The article talks about some things in which I haven’t got enough background to fully comprehend I’m afraid. Is there a “rose genetics for dummies” of some sort that would help me along? :slight_smile:

Univalents are chromosomesets that do not split en bivalents are the ones that split and match up with those of the other parent I guess? What about trivalents? Those are the ones that cause disruption in the crossing? I’m guessing that pollen with only 13 chromosomes and not 14 (as mentioned in the article (Cytology of Two Fertile Triploid Roses) are not fertile?

I’ve read somewhere that Kordesii had a special ability to give tetraploid offspring when crossed with diploids. Is this also related to 2n gametes or maybe more of a mini-canina-meiosis in which the seedparent keeps a greater proportion of its chromosomesets in its offspring, also giving offspring that looks a great deal more like the seedparent.
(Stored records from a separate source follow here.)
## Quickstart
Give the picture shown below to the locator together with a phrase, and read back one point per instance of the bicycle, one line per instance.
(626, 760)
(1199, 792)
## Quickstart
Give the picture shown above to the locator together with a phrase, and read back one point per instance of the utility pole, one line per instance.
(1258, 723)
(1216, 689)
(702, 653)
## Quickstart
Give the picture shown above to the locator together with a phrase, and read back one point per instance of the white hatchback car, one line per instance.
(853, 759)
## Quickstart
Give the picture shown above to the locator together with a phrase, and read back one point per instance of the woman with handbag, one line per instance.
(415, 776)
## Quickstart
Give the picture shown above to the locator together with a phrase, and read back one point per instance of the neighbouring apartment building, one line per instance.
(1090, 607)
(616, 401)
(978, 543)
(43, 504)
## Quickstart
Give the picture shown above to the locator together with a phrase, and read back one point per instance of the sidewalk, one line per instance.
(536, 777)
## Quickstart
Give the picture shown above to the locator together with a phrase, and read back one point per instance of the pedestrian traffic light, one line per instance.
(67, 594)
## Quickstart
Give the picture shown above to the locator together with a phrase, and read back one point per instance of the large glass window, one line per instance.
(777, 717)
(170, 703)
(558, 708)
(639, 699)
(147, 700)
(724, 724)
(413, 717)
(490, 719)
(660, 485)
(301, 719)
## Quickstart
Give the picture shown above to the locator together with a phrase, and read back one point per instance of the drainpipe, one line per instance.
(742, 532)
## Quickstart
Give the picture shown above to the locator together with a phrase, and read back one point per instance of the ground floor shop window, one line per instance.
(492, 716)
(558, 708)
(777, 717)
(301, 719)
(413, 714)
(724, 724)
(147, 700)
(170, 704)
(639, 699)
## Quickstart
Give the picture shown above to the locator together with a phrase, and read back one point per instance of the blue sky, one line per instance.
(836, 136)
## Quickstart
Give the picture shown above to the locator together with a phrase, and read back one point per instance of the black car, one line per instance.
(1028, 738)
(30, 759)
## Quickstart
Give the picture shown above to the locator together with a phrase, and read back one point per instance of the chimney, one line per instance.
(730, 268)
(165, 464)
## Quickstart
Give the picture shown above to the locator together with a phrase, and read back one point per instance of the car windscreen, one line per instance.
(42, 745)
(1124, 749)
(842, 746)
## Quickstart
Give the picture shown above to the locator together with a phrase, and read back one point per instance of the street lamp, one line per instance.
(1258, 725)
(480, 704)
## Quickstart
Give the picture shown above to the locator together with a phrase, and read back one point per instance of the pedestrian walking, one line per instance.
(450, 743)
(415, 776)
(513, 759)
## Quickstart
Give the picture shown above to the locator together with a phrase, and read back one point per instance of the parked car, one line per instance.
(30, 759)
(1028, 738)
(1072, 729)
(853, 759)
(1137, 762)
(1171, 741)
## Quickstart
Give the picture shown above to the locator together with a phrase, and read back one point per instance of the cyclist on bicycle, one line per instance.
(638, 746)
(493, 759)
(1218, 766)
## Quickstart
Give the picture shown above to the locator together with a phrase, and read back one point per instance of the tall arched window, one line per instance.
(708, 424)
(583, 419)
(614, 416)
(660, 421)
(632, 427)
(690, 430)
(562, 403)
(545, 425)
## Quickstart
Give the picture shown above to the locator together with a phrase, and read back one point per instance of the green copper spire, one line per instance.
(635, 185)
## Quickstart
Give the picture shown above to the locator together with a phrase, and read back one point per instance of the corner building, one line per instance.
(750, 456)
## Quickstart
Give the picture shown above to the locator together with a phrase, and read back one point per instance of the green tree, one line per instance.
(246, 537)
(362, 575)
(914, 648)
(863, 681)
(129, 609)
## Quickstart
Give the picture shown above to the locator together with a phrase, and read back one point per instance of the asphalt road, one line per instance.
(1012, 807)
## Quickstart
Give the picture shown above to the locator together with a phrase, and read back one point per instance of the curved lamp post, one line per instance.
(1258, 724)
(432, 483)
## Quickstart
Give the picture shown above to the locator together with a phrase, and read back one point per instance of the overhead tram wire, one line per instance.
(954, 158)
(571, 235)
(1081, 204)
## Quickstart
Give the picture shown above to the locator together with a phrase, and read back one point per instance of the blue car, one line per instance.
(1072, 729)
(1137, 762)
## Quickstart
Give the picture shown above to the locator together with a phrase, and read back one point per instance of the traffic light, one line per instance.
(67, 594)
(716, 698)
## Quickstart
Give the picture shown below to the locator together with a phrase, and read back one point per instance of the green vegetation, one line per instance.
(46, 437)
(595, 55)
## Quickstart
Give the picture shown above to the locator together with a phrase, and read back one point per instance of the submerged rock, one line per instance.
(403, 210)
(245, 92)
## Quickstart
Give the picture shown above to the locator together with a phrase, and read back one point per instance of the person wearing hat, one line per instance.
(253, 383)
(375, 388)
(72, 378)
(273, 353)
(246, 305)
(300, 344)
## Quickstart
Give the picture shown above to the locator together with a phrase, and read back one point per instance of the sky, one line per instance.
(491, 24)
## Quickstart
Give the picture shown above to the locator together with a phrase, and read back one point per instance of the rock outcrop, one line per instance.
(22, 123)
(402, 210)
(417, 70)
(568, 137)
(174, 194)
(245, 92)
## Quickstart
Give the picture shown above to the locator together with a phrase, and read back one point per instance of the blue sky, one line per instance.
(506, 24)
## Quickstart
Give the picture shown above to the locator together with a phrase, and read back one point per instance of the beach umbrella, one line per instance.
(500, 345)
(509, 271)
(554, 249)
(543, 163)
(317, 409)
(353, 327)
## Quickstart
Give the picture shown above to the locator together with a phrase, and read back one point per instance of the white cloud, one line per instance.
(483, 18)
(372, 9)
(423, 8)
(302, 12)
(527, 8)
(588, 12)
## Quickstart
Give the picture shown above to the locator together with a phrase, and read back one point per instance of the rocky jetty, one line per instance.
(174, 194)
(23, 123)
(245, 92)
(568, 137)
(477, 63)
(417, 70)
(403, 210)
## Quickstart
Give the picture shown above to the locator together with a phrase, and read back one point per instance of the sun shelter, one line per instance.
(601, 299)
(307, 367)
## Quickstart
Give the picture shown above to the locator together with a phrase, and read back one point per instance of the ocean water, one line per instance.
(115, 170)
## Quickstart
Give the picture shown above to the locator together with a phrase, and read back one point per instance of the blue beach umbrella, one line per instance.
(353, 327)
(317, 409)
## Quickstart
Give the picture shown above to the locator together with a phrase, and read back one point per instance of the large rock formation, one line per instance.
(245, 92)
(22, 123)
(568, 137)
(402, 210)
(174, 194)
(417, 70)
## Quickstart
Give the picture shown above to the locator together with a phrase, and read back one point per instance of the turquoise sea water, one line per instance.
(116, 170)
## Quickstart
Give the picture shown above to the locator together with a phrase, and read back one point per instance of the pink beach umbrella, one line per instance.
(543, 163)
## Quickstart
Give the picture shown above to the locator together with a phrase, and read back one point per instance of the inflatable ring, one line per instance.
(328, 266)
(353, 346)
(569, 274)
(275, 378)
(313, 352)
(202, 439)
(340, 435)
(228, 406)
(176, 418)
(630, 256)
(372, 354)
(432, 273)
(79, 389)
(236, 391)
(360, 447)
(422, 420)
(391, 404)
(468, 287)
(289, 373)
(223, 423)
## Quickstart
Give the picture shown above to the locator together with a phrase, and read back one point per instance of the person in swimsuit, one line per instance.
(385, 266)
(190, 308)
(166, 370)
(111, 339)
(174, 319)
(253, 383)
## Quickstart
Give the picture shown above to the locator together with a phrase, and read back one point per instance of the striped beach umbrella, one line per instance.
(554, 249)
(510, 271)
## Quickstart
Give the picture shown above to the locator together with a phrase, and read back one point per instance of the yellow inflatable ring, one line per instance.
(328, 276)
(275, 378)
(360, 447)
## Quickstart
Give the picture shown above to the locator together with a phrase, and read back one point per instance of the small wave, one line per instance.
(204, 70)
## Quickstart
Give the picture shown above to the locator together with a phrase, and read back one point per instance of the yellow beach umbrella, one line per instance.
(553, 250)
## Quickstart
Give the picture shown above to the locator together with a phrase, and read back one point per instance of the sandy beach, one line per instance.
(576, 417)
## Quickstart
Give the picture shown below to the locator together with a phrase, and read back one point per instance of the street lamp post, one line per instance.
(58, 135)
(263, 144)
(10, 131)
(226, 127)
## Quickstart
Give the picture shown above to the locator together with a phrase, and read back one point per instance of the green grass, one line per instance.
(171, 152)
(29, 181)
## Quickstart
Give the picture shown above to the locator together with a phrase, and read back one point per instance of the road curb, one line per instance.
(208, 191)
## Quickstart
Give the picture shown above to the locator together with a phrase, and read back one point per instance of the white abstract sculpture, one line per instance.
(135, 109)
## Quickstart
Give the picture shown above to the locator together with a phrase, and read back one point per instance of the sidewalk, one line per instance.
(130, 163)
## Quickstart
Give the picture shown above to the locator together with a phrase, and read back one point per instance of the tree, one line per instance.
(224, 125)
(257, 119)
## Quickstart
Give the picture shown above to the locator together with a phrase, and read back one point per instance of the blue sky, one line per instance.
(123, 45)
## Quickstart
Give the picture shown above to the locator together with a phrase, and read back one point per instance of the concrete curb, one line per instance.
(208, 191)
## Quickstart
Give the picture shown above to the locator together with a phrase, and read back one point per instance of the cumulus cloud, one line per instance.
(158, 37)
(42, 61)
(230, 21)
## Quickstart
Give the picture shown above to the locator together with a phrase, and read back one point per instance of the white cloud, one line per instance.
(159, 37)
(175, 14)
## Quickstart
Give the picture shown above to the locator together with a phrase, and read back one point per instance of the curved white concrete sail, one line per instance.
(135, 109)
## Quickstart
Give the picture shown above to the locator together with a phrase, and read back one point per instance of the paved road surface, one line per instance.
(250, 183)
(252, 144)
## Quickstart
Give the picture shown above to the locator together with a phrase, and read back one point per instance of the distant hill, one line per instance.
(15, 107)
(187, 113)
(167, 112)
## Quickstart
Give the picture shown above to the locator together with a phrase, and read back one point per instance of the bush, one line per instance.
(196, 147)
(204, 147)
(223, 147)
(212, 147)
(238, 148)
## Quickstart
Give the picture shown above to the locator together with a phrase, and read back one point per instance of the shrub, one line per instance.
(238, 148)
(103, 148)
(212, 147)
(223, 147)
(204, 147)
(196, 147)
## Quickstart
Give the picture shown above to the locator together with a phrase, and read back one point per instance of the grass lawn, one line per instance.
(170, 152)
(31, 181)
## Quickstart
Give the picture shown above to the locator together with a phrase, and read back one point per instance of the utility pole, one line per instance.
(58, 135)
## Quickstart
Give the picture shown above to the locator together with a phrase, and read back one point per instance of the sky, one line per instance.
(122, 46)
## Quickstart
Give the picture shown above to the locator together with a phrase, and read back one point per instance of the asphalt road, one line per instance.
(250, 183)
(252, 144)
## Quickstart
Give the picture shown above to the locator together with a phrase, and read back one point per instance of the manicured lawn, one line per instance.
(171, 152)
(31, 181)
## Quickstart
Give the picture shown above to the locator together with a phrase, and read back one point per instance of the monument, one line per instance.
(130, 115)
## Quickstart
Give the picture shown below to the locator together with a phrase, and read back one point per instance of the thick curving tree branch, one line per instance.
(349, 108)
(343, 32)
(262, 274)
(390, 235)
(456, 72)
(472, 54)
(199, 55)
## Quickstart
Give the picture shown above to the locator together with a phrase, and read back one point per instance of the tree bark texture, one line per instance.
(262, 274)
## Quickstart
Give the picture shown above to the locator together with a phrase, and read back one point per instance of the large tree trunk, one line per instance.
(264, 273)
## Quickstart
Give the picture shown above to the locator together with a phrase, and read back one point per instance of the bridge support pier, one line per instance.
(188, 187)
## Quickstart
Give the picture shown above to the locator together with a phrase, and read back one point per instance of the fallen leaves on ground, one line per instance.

So many questions, so little time :slight_smile:

Has anyone confirmed the chromosome count reported for ‘Eva’?

Hi Stefan, I’d be glad to try to confirm ‘Eva’ if you or someone else would be able to get me a few cuttings to try to root to get some good root tips to work with.

Take care,

Look for the paper’ The strong competitive role of 2n pollen in several polyploidy hybridizations in Rosa hybrida’. By Shu-min Gao published online by Springer Link. This helped me.

Hi David, that is wonderful to hear! I don’t know if anyone else has the cultivar, but it might be a little while before I can assist–I had only just obtained a small plant last year from Joy Creek Nursery (which ceased its operations later in 2021), and it’s still barely more than a rooted cutting itself. Hopefully it will hang in there, and hopefully it is correctly identified, though I would think that is fairly likely from this source. I’ll try to give it a little TLC.


In case anyone is hunting for it, here is the paper where the chromosome count for ‘Eva’ was published by Wulff and Heldt in Der Züchter 23(3): 87-93 (1953):


Also, if the oldest reference listed for ‘Eva’ at HMF is faithfully reproduced there and there isn’t some contextual nuance missing, the parentage of ‘Eva’ may actually have been reported first as “seedling of ‘Robin Hood’ x ‘J. C. Thornton’” rather than simply “‘Robin Hood’ x ‘J. C. Thornton’.”

That may or may not mean the same thing. It has often times turned out to be a seedling of the explained cross, and some times turned out to be a seedling product of A crossed with B. It is very dicey wording, and I am glad it is going away. In this instance, the outdated usage may very well be correct.

Agreed. Looking at the other varieties that Kordes introduced the same year, described in the same publication, all of the parentage listings began with the same “Semis de…” opening. It probably had no specific meaning, although taken out of context, it almost sounds as if it might.

Thank you Johannesp for the tip. I’ve found the article.

Thank you Stefan :0). It’ll be fun in the future to hopefully confirm/reconfirm the ploidy of ‘Eva’.